DDW

By DDW

Fie! I'm Going Back To Bed.

Boo hiss.  It's only just past 9:00 a.m. and already I'm having a very irritating day!

5:00 a.m. -- The ear splitting screeching and grinding noises jolt us awake as the tenders which are stored directly below our cabin are lowered to the water.  (We are at anchor off the town of Kirkwall in the Orkney Islands today.)

7:00 a.m. -- We realize that the toilet does not flush in our bathroom.  Upon calling to see if we can get the matter attended to, we are informed this is a ship-wide issue which is "being worked on."
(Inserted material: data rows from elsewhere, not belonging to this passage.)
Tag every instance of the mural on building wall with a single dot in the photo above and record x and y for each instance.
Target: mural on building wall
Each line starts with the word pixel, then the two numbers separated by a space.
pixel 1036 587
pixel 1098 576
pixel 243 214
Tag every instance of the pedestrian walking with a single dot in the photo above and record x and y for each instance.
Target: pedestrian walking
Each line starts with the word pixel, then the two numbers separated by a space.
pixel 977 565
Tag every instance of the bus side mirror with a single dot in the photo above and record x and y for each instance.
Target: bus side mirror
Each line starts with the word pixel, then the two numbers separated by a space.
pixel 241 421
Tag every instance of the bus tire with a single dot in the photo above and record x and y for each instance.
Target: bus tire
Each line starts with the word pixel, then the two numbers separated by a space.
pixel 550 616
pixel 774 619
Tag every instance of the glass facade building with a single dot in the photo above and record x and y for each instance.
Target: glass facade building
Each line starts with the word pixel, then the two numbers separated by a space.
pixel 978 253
7:15 a.m. -- We receive a note on our door informing us (yet again) that the tour we had signed up for has been cancelled, and they are replacing it with ... the EXACT same one we had the first time we visited Kirkwall a few weeks ago.  We are visiting again because the original itinerary included several Russian ports after Hammerfest which for obvious reasons have been cancelled.  Instead, we get to revisit Scotland.

8:00 a.m. -- The breakfast tray arrives.

8:10 a.m. -- The doorbell rings.  It's the waiter who wants to pick up the breakfast tray.  Not going to happen, say I ... not finished, not dressed, NOT AMUSED.

9:00 a.m. -- Receive snarky email from the manager of the condominium complex we live in when in Maine, remonstrating with us about contractors blocking fire lanes.  We're not there, and we have no way of controlling how other people choose to park.

The picture shows an enormous ship taking up all the dock space at Kirkwall (hence our reason to have to tender in).  This ship is also the reason we surmise our tour was cancelled -- no doubt they've hogged all the tour guides and buses available.  It also shows the offending tender davits below our balcony that shriek and groan and wake people from the dead.

Fie say I.  I shall walk around all day with a storm cloud hanging over my head!